Ketua MIAP Widyaretna Buenastuti menyampaikan bahwa kewajiban tersebut nantinya akan membantu hak karya orang atau industry untuk menjaga roda bisnis yang kompetitif secara sehat.
Selain itu, pihaknya akan mengapresiasi atau mendukung kebijakan tersebut.”Untuk mendorong mall menjual barang asli, MIAP akan memberikan penghargaan berupa Indonesia Clean Mall Award 2015,” ujar Widyaretna di Jakarta, Kamis (09/04/2015).
Menurutnya, program penghargaan yang diberikan tersebut akan membuat pengelola Mall lebih peduli terhadap nilai produk asli yang ditawarkan. Penilaian sendiri akan dilaksanakan selama kurun waktu dua minggu dimuali sejak 15 hingga 29 April 2015.

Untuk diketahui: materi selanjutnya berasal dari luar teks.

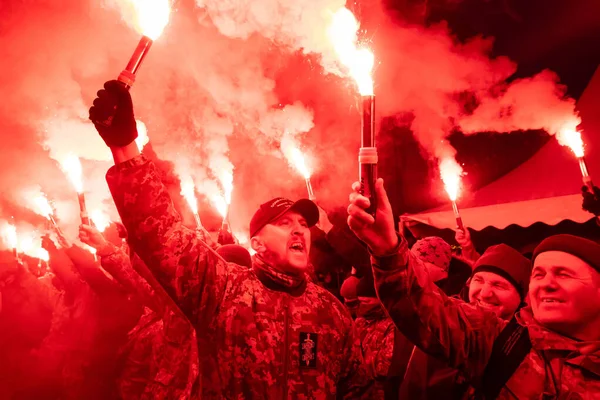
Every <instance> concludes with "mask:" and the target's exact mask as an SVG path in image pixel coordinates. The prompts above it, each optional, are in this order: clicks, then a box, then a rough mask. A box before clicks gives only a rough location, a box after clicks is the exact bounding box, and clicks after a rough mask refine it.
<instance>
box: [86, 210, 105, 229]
mask: <svg viewBox="0 0 600 400" xmlns="http://www.w3.org/2000/svg"><path fill="white" fill-rule="evenodd" d="M90 219H91V220H92V222H93V223H94V225H95V226H96V228H97V229H98V230H99V231H100V232H104V231H105V230H106V228H108V226H109V225H110V218H109V217H108V215H106V214H105V213H103V212H102V211H101V210H98V209H95V210H92V212H91V213H90Z"/></svg>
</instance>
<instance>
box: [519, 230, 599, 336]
mask: <svg viewBox="0 0 600 400" xmlns="http://www.w3.org/2000/svg"><path fill="white" fill-rule="evenodd" d="M599 270H600V246H599V245H598V244H596V243H594V242H592V241H590V240H587V239H583V238H580V237H576V236H571V235H556V236H552V237H550V238H548V239H546V240H544V241H543V242H542V243H541V244H540V245H539V246H538V247H537V248H536V250H535V253H534V268H533V272H532V274H531V284H530V285H529V290H530V294H529V299H530V302H531V309H532V311H533V314H534V316H535V319H536V320H537V321H538V322H540V323H541V324H543V325H544V326H546V327H548V328H550V329H552V330H553V331H555V332H558V333H560V334H562V335H564V336H567V337H570V338H575V339H578V340H582V341H590V340H592V341H593V340H599V339H600V337H599V336H600V273H599V272H598V271H599Z"/></svg>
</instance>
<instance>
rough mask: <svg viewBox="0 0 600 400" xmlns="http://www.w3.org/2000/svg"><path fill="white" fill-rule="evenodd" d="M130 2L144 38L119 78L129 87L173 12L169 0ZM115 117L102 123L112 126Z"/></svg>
mask: <svg viewBox="0 0 600 400" xmlns="http://www.w3.org/2000/svg"><path fill="white" fill-rule="evenodd" d="M129 3H130V5H131V7H132V8H133V10H134V14H135V26H136V29H137V31H138V32H140V33H141V34H142V38H141V39H140V41H139V43H138V45H137V47H136V48H135V51H134V52H133V54H132V56H131V58H130V59H129V62H128V63H127V66H126V67H125V69H124V70H123V71H121V73H120V74H119V77H118V78H117V80H118V81H119V82H121V83H122V84H123V86H125V87H126V88H127V89H129V88H131V86H133V84H134V82H135V77H136V74H137V71H138V70H139V68H140V66H141V65H142V62H143V61H144V58H146V55H147V54H148V51H150V47H152V43H154V41H155V40H156V39H158V37H159V36H160V35H161V33H162V32H163V30H164V29H165V26H167V23H168V22H169V15H170V13H171V6H170V3H169V0H130V1H129ZM113 118H114V116H110V117H108V119H106V120H105V121H102V122H101V124H102V125H104V126H110V125H111V124H112V120H113Z"/></svg>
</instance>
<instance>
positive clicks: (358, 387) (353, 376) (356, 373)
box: [336, 316, 368, 399]
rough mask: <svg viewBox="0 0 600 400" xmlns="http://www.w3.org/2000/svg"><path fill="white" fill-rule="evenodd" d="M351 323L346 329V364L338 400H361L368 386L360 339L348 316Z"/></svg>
mask: <svg viewBox="0 0 600 400" xmlns="http://www.w3.org/2000/svg"><path fill="white" fill-rule="evenodd" d="M348 318H349V323H348V326H347V328H346V331H347V332H348V333H347V335H346V344H345V352H344V357H345V363H344V365H343V369H342V376H341V379H340V381H339V382H338V389H337V393H338V394H337V396H336V397H337V398H338V399H359V398H361V397H362V395H363V391H364V389H365V388H366V387H368V385H367V381H368V377H367V370H366V368H365V365H364V362H363V357H362V351H361V349H360V338H359V337H358V334H357V332H356V328H355V326H354V323H353V322H352V319H351V318H350V317H349V316H348Z"/></svg>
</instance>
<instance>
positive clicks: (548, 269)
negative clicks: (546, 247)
mask: <svg viewBox="0 0 600 400" xmlns="http://www.w3.org/2000/svg"><path fill="white" fill-rule="evenodd" d="M548 270H550V271H552V272H554V273H556V272H562V271H566V272H570V273H572V274H573V273H575V270H573V269H572V268H569V267H566V266H564V265H550V266H541V265H538V266H536V267H533V270H532V271H531V273H532V274H533V273H534V272H537V271H544V272H547V271H548Z"/></svg>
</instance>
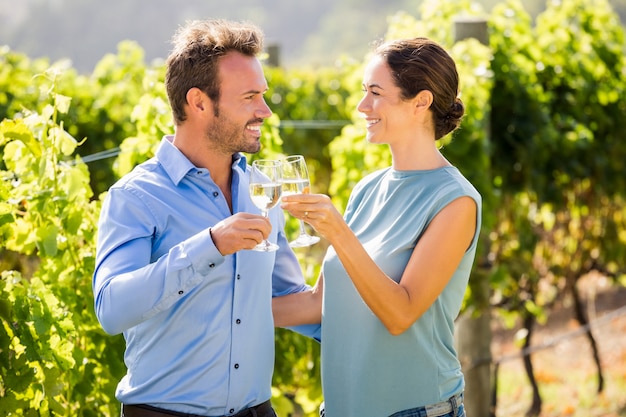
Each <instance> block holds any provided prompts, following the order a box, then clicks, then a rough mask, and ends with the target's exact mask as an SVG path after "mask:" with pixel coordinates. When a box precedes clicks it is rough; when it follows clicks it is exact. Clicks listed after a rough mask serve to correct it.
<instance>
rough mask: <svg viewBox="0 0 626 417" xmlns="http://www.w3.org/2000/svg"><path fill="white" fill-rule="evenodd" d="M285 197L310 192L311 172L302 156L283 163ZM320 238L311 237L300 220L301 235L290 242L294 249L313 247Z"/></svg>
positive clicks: (289, 158) (288, 159)
mask: <svg viewBox="0 0 626 417" xmlns="http://www.w3.org/2000/svg"><path fill="white" fill-rule="evenodd" d="M281 181H282V184H283V191H282V193H283V195H290V194H306V193H308V192H309V190H310V180H309V172H308V169H307V166H306V161H305V160H304V156H302V155H291V156H288V157H287V158H285V159H284V160H283V163H282V180H281ZM319 240H320V238H319V237H317V236H311V235H309V234H308V233H307V232H306V230H305V228H304V221H303V220H300V235H299V236H298V237H297V238H296V239H295V240H293V241H291V242H289V246H291V247H292V248H301V247H305V246H311V245H313V244H315V243H317V242H319Z"/></svg>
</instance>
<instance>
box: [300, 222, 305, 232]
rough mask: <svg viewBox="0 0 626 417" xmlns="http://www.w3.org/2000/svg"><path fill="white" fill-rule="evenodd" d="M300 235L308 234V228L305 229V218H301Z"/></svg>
mask: <svg viewBox="0 0 626 417" xmlns="http://www.w3.org/2000/svg"><path fill="white" fill-rule="evenodd" d="M300 235H306V230H305V229H304V220H300Z"/></svg>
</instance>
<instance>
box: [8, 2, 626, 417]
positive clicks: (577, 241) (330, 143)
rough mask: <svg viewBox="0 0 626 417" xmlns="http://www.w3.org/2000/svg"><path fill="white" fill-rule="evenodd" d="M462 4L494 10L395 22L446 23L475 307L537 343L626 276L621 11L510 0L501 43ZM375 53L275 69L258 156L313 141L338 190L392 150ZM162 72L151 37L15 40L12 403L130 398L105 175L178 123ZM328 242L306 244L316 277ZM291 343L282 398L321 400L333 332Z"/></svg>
mask: <svg viewBox="0 0 626 417" xmlns="http://www.w3.org/2000/svg"><path fill="white" fill-rule="evenodd" d="M418 14H419V16H420V17H419V18H417V17H416V16H415V15H418ZM459 14H464V15H465V16H468V15H469V16H471V15H480V16H484V15H485V14H484V13H482V12H481V11H480V10H477V9H476V8H475V7H472V6H471V4H470V2H469V1H434V0H433V1H425V2H424V3H423V5H422V7H421V9H420V10H419V13H416V14H415V15H412V14H409V13H399V14H396V15H393V16H391V17H390V18H389V23H388V29H387V35H386V36H387V37H405V36H428V37H431V38H433V39H435V40H437V41H439V42H441V43H442V44H443V45H445V46H446V48H448V49H449V50H450V52H451V54H452V55H453V56H454V58H455V59H456V61H457V63H458V66H459V71H460V74H461V84H462V99H463V100H464V102H465V104H466V106H467V117H466V118H465V120H464V122H463V125H462V129H461V130H460V131H458V132H457V133H456V134H455V135H454V136H449V137H446V138H444V139H442V141H441V143H440V145H441V146H442V151H443V152H444V154H445V155H446V156H447V157H448V158H449V159H450V160H451V161H452V162H453V163H454V164H455V165H457V166H458V167H459V168H460V169H461V171H462V172H463V173H464V174H465V175H466V176H467V177H468V178H469V179H470V180H471V181H472V182H473V183H474V184H475V185H476V187H477V188H478V189H479V191H480V192H481V194H482V195H483V197H484V199H485V204H484V214H483V216H484V225H483V229H482V231H481V248H480V250H479V254H478V259H477V262H476V267H475V270H474V274H473V279H472V285H471V288H470V289H469V290H468V292H467V296H466V305H465V308H466V312H467V313H468V314H469V313H472V312H474V313H476V314H482V315H485V314H488V312H489V311H493V312H494V313H496V314H498V316H499V317H502V318H503V320H504V321H505V322H506V323H508V324H509V325H510V326H513V325H514V324H516V323H520V322H521V323H523V324H524V326H525V327H526V328H527V329H528V330H529V332H528V337H527V338H526V340H525V342H526V343H527V345H528V344H530V343H531V341H532V339H531V335H532V328H533V325H534V323H535V322H536V321H537V320H540V321H541V320H543V319H545V317H547V316H549V314H550V311H551V309H552V308H553V306H554V305H555V303H558V302H559V301H561V300H562V299H563V298H564V297H571V298H572V299H573V300H574V306H575V307H576V303H580V302H581V300H578V301H577V297H578V295H579V294H578V293H577V292H576V288H577V285H576V284H577V281H578V280H579V279H580V278H581V277H583V276H585V275H586V274H588V273H589V272H591V271H595V272H599V273H601V274H602V275H603V276H605V277H607V279H608V280H609V281H610V282H611V283H612V285H615V286H623V285H624V282H625V278H624V270H625V268H624V261H623V260H624V259H626V227H625V226H626V224H625V223H626V208H625V207H626V206H625V205H624V198H625V191H626V186H625V183H624V181H625V180H626V179H625V178H624V175H623V166H622V164H623V161H624V160H626V142H625V141H624V140H623V127H622V125H621V122H622V121H623V120H626V102H625V101H624V97H626V81H625V80H626V61H625V46H626V44H625V40H624V31H623V28H622V27H621V25H620V24H619V19H618V18H617V16H616V14H615V13H614V12H613V11H612V9H611V8H610V6H609V4H608V3H607V2H606V1H604V0H597V1H595V0H569V1H563V2H561V4H560V5H557V4H556V3H554V4H552V3H551V4H550V5H548V7H547V9H546V10H545V11H544V12H542V13H541V15H540V16H538V18H537V19H536V22H535V23H533V21H532V19H531V18H530V15H529V14H528V13H527V11H526V10H525V9H524V7H523V5H522V3H521V2H520V1H517V0H510V1H507V2H503V3H502V4H500V5H498V6H496V7H494V9H493V10H492V11H491V12H490V13H489V14H488V28H489V45H482V44H481V43H480V42H478V41H477V40H476V39H466V40H462V41H457V42H455V41H454V30H453V28H454V21H455V19H456V18H457V17H458V16H459ZM364 58H365V57H356V58H345V59H343V60H342V61H339V62H337V63H336V64H333V65H331V66H327V67H323V68H315V69H313V68H306V67H304V68H297V69H293V68H292V69H289V70H286V69H283V68H276V67H268V68H267V69H266V76H267V78H268V82H269V84H270V91H269V92H268V94H267V100H268V103H269V104H270V106H271V107H272V109H273V110H274V112H275V115H274V116H273V117H272V118H271V119H270V121H269V123H268V124H267V125H266V126H265V127H264V132H263V137H264V148H263V151H262V152H263V153H262V154H261V155H259V156H262V155H266V156H273V155H276V154H278V153H284V154H289V153H301V154H304V155H305V156H306V157H307V159H308V160H309V161H310V166H311V171H312V176H313V184H314V188H315V189H316V191H320V192H327V193H329V194H330V195H331V196H332V198H333V200H334V202H335V203H336V205H337V206H338V207H339V208H343V207H344V206H345V203H346V201H347V196H348V195H349V192H350V190H351V188H352V187H353V185H354V184H355V183H356V181H358V179H360V178H361V177H362V176H363V175H364V174H365V173H367V172H371V171H372V170H375V169H377V168H380V167H382V166H385V165H387V164H388V163H389V160H390V157H389V155H388V152H387V149H386V148H384V147H375V146H372V145H367V144H366V142H365V141H364V133H365V132H364V130H363V125H362V123H361V122H360V121H359V118H358V114H357V113H356V111H355V107H356V103H357V101H358V100H359V98H360V96H361V94H362V93H361V91H360V90H361V87H360V84H361V72H362V66H363V63H364ZM163 76H164V68H163V66H162V65H159V64H148V63H146V62H145V55H144V52H143V50H142V49H141V47H140V46H139V45H138V44H136V43H134V42H122V43H120V44H119V48H118V52H117V54H115V55H107V56H105V57H103V58H102V60H101V61H100V62H99V63H98V64H97V66H96V68H95V69H94V71H93V72H92V73H91V74H88V75H84V74H80V73H78V72H77V71H76V70H75V69H74V68H72V66H71V64H70V63H69V62H68V61H58V62H54V63H50V62H48V61H47V60H46V59H36V60H31V59H29V58H28V57H26V56H24V55H21V54H18V53H15V52H13V51H11V50H9V49H8V48H6V47H5V48H2V49H0V115H1V116H2V119H3V121H2V122H1V123H0V150H1V152H2V161H0V169H1V171H0V173H1V175H2V179H3V181H2V183H1V185H0V243H1V245H0V247H1V249H0V265H1V268H0V270H2V279H1V280H0V323H1V324H2V325H1V326H0V414H2V415H26V416H48V415H63V416H115V415H117V414H118V413H119V404H118V403H117V402H116V401H115V399H114V396H113V394H114V390H115V386H116V384H117V382H118V381H119V379H120V378H121V376H122V375H123V373H124V364H123V360H122V359H123V351H124V343H123V339H122V338H121V337H120V336H117V337H110V336H108V335H106V334H105V333H104V332H103V331H102V330H101V329H100V327H99V325H98V323H97V321H96V318H95V315H94V314H93V297H92V292H91V274H92V272H93V266H94V256H95V235H96V233H97V230H96V221H97V216H98V213H99V206H100V201H101V198H102V194H103V193H104V192H106V190H107V188H108V187H109V186H110V185H111V184H112V183H113V181H115V179H116V178H118V177H119V176H121V175H123V174H124V173H126V172H128V171H129V170H130V169H132V167H133V166H134V165H136V164H137V163H139V162H141V161H143V160H145V159H146V158H148V157H150V156H151V155H152V154H153V152H154V150H155V147H156V146H157V144H158V142H159V140H160V138H161V137H162V135H163V134H166V133H170V132H171V130H172V124H171V117H170V111H169V107H168V105H167V99H166V96H165V93H164V87H163ZM292 220H293V219H290V221H292ZM289 227H290V228H291V229H290V230H291V231H293V232H295V224H293V223H290V224H289ZM324 248H325V244H324V243H323V242H322V243H321V244H319V245H316V246H314V247H311V248H309V249H307V250H299V251H298V255H299V256H300V260H301V263H302V265H303V269H304V271H305V274H306V276H307V278H308V279H309V280H311V281H313V280H314V279H315V277H316V276H317V272H318V270H319V263H320V259H321V256H322V255H323V251H324ZM485 283H486V284H487V285H488V288H489V293H488V296H487V297H485V296H484V294H483V292H481V285H482V284H485ZM575 310H576V309H575ZM576 318H577V319H578V320H579V321H581V322H583V323H584V321H585V319H586V318H585V317H584V314H583V316H579V315H576ZM276 343H277V360H276V367H275V376H274V388H275V389H274V398H273V403H274V405H275V407H276V408H277V410H278V411H279V415H281V416H287V415H290V414H291V415H294V416H296V415H307V416H312V415H315V410H316V407H317V405H318V404H319V402H320V401H321V396H322V393H321V388H320V380H319V345H318V344H317V343H316V342H313V341H311V340H309V339H306V338H303V337H301V336H299V335H297V334H294V333H291V332H289V331H283V330H279V331H278V332H277V336H276ZM600 343H601V341H600ZM598 365H599V364H598ZM599 371H601V368H599ZM600 380H601V379H600V378H599V381H600ZM599 385H601V384H599ZM598 388H599V389H601V388H602V387H601V386H599V387H598ZM534 406H535V403H533V407H534ZM615 407H619V404H617V405H615ZM616 409H617V408H616ZM533 411H534V412H538V410H533ZM582 415H589V414H582Z"/></svg>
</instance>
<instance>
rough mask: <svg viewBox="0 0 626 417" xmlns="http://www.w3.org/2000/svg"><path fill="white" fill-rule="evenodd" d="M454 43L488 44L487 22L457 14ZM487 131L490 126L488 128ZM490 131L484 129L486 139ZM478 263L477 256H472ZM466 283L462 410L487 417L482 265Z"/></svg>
mask: <svg viewBox="0 0 626 417" xmlns="http://www.w3.org/2000/svg"><path fill="white" fill-rule="evenodd" d="M454 38H455V42H458V41H461V40H463V39H467V38H475V39H477V40H478V41H479V42H480V43H482V44H483V45H489V36H488V32H487V21H486V20H485V19H483V18H476V17H462V18H461V17H459V18H457V19H456V20H455V22H454ZM488 130H490V129H488ZM489 136H490V132H489V131H488V132H487V138H488V140H489ZM476 262H477V263H478V264H480V263H481V260H480V259H476ZM470 285H471V288H472V294H473V296H474V301H475V305H474V306H473V308H472V309H471V311H467V312H465V313H463V314H461V316H460V317H459V318H458V319H457V322H456V326H457V327H456V329H457V331H456V336H455V342H456V348H457V350H458V352H459V359H460V361H461V367H462V369H463V374H464V375H465V402H464V403H465V412H466V414H467V415H468V416H471V417H490V416H493V415H494V410H492V404H491V403H492V393H491V391H492V386H491V359H492V357H491V339H492V335H491V313H490V305H489V296H490V288H489V273H488V271H487V270H485V269H484V268H482V267H480V266H479V267H476V268H474V272H473V274H472V276H471V277H470Z"/></svg>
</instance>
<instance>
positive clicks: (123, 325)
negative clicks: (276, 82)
mask: <svg viewBox="0 0 626 417" xmlns="http://www.w3.org/2000/svg"><path fill="white" fill-rule="evenodd" d="M262 40H263V39H262V33H261V32H260V31H259V30H258V29H257V28H256V27H254V26H252V25H249V24H245V23H238V22H229V21H224V20H211V21H195V22H190V23H189V24H187V25H186V26H185V27H183V28H181V29H179V31H178V32H177V33H176V35H175V37H174V42H173V44H174V48H173V51H172V53H171V54H170V56H169V58H168V60H167V63H166V65H167V73H166V81H165V82H166V88H167V94H168V98H169V100H170V104H171V106H172V110H173V116H174V122H175V124H176V130H175V134H174V135H172V136H166V137H164V138H163V140H162V142H161V144H160V147H159V149H158V151H157V153H156V156H155V157H154V158H152V159H150V160H149V161H147V162H145V163H143V164H141V165H139V166H137V167H136V168H135V169H134V170H133V171H132V172H131V173H130V174H128V175H126V176H125V177H124V178H122V179H121V180H120V181H118V182H117V183H116V184H115V185H114V186H113V187H111V189H110V190H109V193H108V194H107V197H106V200H105V202H104V204H103V207H102V212H101V217H100V223H99V236H98V253H97V259H96V268H95V272H94V277H93V290H94V296H95V310H96V314H97V316H98V319H99V321H100V323H101V325H102V327H103V329H104V330H105V331H106V332H108V333H110V334H118V333H121V332H123V333H124V337H125V339H126V353H125V363H126V365H127V368H128V372H127V374H126V376H124V378H123V379H122V380H121V381H120V383H119V385H118V388H117V391H116V397H117V398H118V400H119V401H120V402H122V404H123V406H122V416H126V417H135V416H171V415H184V416H195V415H197V416H259V417H262V416H275V415H276V414H275V413H274V411H273V409H272V407H271V405H270V403H269V398H270V396H271V378H272V371H273V366H274V325H273V319H272V311H271V297H272V296H276V295H283V294H289V293H294V292H300V291H304V290H306V289H307V288H308V287H307V286H306V285H305V283H304V279H303V277H302V273H301V270H300V267H299V265H298V263H297V260H296V258H295V256H294V254H293V252H292V251H291V249H289V245H288V243H287V241H286V239H285V236H284V231H283V225H284V214H283V212H282V211H281V210H280V209H279V208H277V209H275V210H272V211H271V212H270V218H269V219H265V218H263V217H262V216H261V215H260V214H259V210H258V209H257V208H255V207H254V205H253V204H252V201H251V200H250V197H249V195H248V181H249V179H248V173H247V169H248V166H247V163H246V159H245V157H244V156H243V155H241V154H240V152H247V153H255V152H258V151H259V149H260V136H261V132H260V128H261V125H262V124H263V120H264V119H266V118H267V117H269V116H270V115H271V114H272V112H271V110H270V109H269V107H268V106H267V104H266V103H265V100H264V98H263V94H264V93H265V92H266V91H267V82H266V80H265V76H264V73H263V69H262V66H261V63H260V62H259V60H258V58H257V55H258V54H259V53H260V52H261V51H262ZM264 238H269V239H270V240H271V241H273V242H277V243H278V245H279V246H280V249H279V250H278V251H277V252H273V253H265V252H256V251H251V250H248V249H251V248H253V247H254V246H255V245H256V244H258V243H259V242H261V241H262V240H263V239H264ZM300 330H301V331H303V332H304V333H305V334H308V335H309V336H315V335H314V334H311V333H307V332H306V331H304V330H306V329H300ZM312 330H316V331H317V330H319V327H317V328H316V329H312Z"/></svg>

“Kriteria penilaian yaitu peraturan melarang tenant utama, tidak mejual barang palsu. Aspek sosial mencakup kampaye peduli produk asli, adanya sosialisasi anti pemalsuan dan ajakan peduli produk asli,” kata dia.
Diketahui, Pada tahun 2014 Indonesia memiliki 240 mall yang tersebar ke seluruh pelosok negeri. Potensi ini yang diharapkan untuk mengembangkan produk asli melalu sebuah pasar modern di masyarakat.